Posted in Camino at 11:41 pm by

Just a brief reminder that the student application deadline for the 2008 Summer of Code is Monday, April 7.

  • Since the last update two weeks ago, we’ve released two new betas. As usual, Stuart Morgan was chasing down the last bug fixes, Mark Mentovai did the build-wrangling, and I handled pushing all the changes to the website and to software update.
  • In addition to chasing down the last few beta blockers, Stuart has also been alternating between working on the few remaining code bugs for 1.6, starting to clean up regressions on the trunk caused by Core changes, triaging the 2.0 bug list, and doing other fun code cleanup. He also snuck in a patch to support a couple of multi-touch gestures produced by Apple’s new MacBook Air and MacBook Pro trackpads.

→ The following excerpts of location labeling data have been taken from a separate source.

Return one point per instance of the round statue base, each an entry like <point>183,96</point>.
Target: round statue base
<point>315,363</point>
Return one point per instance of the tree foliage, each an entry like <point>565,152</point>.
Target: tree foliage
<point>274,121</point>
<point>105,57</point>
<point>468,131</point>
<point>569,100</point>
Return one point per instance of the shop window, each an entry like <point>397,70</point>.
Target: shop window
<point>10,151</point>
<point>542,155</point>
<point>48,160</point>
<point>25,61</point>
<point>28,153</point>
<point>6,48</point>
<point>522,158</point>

  • Chris Lawson, working with Philippe Wittenbergh’s river of error reports, got Camino trunk building again with the 10.5 SDK (we last verified 10.5 SDK compatibility before we made compiler warnings fatal, so the problems were only warnings about deprecated functions).
  • Our fearless leader, Mike Pinkerton, wrote a brief note in honor of Mozilla.org’s 10th anniversary. For more of his remembrances of the decade, you can read (or listen to) his interview with the Mozilla Digital Memory Bank or watch his Google TechTalk.

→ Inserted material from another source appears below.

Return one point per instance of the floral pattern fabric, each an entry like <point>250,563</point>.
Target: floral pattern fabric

  • Sean Murphy finished his work to prevent Camino from completely overwriting corrupt WebSearchEngines.plist files and continued his investigation of a new feature we’re tentatively planning for Camino 2.0.
  • In addition to my work on the two betas, I worked on finishing up the set of files that our localization teams will need to translate for the ✈ release (Mark had the final word on the text, as always). In between working on updating the website so that it will be ready for the release of 1.6, I’ve written a few small patches to Gecko’s Mac font defaults. I also spent some time this weekend working on the “one license to rule them all” problem and made Thunderbird generate its license.html file from the shared Toolkit file, reducing the number of copies of the license file from three to two. Once we make the shared Toolkit file sufficiently generic, we can reduce that number down to one.

As the pilots say, we’re going through our pre-flight checklist right now, and we expect ✈ to be cleared for takeoff in about a week, depending on the schedule for the next Gecko release. In the meantime, please let us know if you find any problems in Camino 1.6 Beta 4.